"Verily, I did, and it came first and sat on her shoulder, and then on her knee, and, while father was preaching, it whispered in her ear."
"Could you hear what it said?" asked the pastor.
"No, for I was not near enough."
Then the pastor and his wife and visitor exchanged glances. Foolishly credulous and blindly superstitious, as well as prejudiced, their minds were like the fallow ground ready to receive any impression, however silly.
Before more could be said, there came a rap at the door, and Charles Stevens, the lad who succored the wounded stranger that had so mysteriously disappeared, entered. Charles was almost a man, and bid fair to make a fine-looking fellow. He was tall and muscular, with bold gray eyes and a face open and manly. He had lost none of his mirth, and his merry whistle still shocked some of the staid old Puritans.
As soon as Charles entered, the young widow rose, all blushing, to greet him. She was not more than one or two years his senior, and, being still beautiful, there was a possibility of her entrapping the youth.

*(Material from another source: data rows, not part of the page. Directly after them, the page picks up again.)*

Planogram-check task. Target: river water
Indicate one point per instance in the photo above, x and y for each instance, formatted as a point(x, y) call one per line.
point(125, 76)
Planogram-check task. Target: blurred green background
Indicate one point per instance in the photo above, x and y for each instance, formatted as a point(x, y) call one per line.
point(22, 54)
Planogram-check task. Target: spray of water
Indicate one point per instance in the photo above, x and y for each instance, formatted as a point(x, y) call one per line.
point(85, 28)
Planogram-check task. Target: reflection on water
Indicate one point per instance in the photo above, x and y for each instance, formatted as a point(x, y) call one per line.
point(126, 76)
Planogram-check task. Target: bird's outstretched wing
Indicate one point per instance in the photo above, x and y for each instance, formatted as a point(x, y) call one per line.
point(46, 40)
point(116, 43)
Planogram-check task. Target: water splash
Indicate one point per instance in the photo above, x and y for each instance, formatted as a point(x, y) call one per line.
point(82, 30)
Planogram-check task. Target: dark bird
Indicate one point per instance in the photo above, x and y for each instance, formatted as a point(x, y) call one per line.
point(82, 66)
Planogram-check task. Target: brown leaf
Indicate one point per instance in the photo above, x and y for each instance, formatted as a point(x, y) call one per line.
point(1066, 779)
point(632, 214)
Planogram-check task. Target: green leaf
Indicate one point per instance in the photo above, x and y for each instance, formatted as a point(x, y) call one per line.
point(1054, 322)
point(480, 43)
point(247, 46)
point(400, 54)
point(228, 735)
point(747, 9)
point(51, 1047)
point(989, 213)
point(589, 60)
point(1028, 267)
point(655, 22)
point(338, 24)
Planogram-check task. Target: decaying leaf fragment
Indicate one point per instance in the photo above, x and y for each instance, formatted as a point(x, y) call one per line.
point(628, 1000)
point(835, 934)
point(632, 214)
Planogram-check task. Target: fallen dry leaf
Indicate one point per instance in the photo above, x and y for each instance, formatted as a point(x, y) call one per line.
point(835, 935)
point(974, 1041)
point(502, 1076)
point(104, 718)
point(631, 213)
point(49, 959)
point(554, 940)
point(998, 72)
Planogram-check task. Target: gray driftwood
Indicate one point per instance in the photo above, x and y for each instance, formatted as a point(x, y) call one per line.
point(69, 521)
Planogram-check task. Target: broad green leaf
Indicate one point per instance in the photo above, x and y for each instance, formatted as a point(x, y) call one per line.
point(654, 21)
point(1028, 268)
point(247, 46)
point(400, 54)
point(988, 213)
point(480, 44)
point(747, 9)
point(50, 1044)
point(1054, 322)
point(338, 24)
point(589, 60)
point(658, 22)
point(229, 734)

The pastor greeted him warmly and assured him that his visit was most opportune; but he regretted very much that he had not come an hour sooner.
"Wherefore would you have had me come an hour sooner?" asked the merry Charles.
"That you might, with your own eyes, behold some of the wonderful manifestations of the prince of darkness."
With a laugh, Charles answered that such manifestations were too common to merit much comment; but as a matter of course he asked what the manifestations were.